Defusing Battery Fuel Gauge Misconceptions—How Wireless Handsets and Other Products Can Benefit From Accurate Battery Monitoring

Abstract: Most hand-held products lack accurate battery-charge monitors (\"fuel gauges\") because of the misconception that an accurate fuel gauge is difficult to achieve. This article debunks the myths and discusses how to accurately monitor charge at all temperatures, charge and discharge rates, and aging conditions.

A battery "fuel gauge" monitors the charge remaining in rechargeable batteries, as used in portable applications such as wireless and cellular telephone handsets, PDAs, and MP3 players. Accurate fuel-gauging allows hand-held systems to get the most out of their batteries, allowing system designers to specify smaller batteries while reducing the risk of data loss and enhancing customer satisfaction.

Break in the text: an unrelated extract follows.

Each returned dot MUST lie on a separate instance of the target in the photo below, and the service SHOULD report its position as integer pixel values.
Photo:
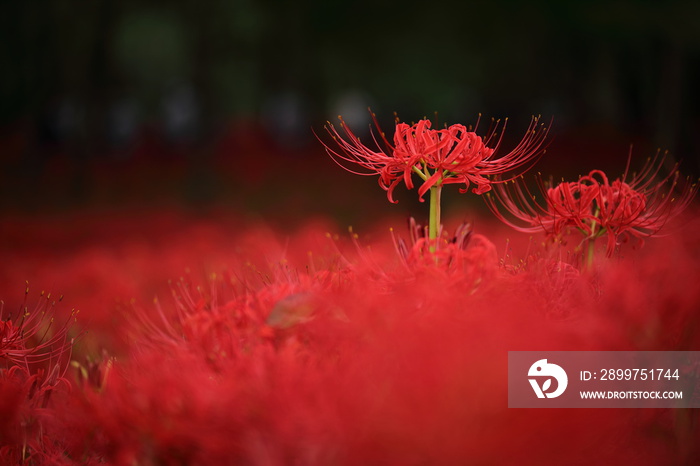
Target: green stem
(434, 225)
(591, 253)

New devices, such as those which combine PDA and cellular handset capability, are a good example of devices that can profit from a good fuel gauge. Unlike their larger counterparts, PC notebooks, they are not likely to use smart-battery standards which include fuel gauging. But they are likely to need fuel gauges to prolong operation between charges and protect volatile data.

The DS276x, DS277x, DS274x and DS275x products are an easy way to accurately monitor usable battery life.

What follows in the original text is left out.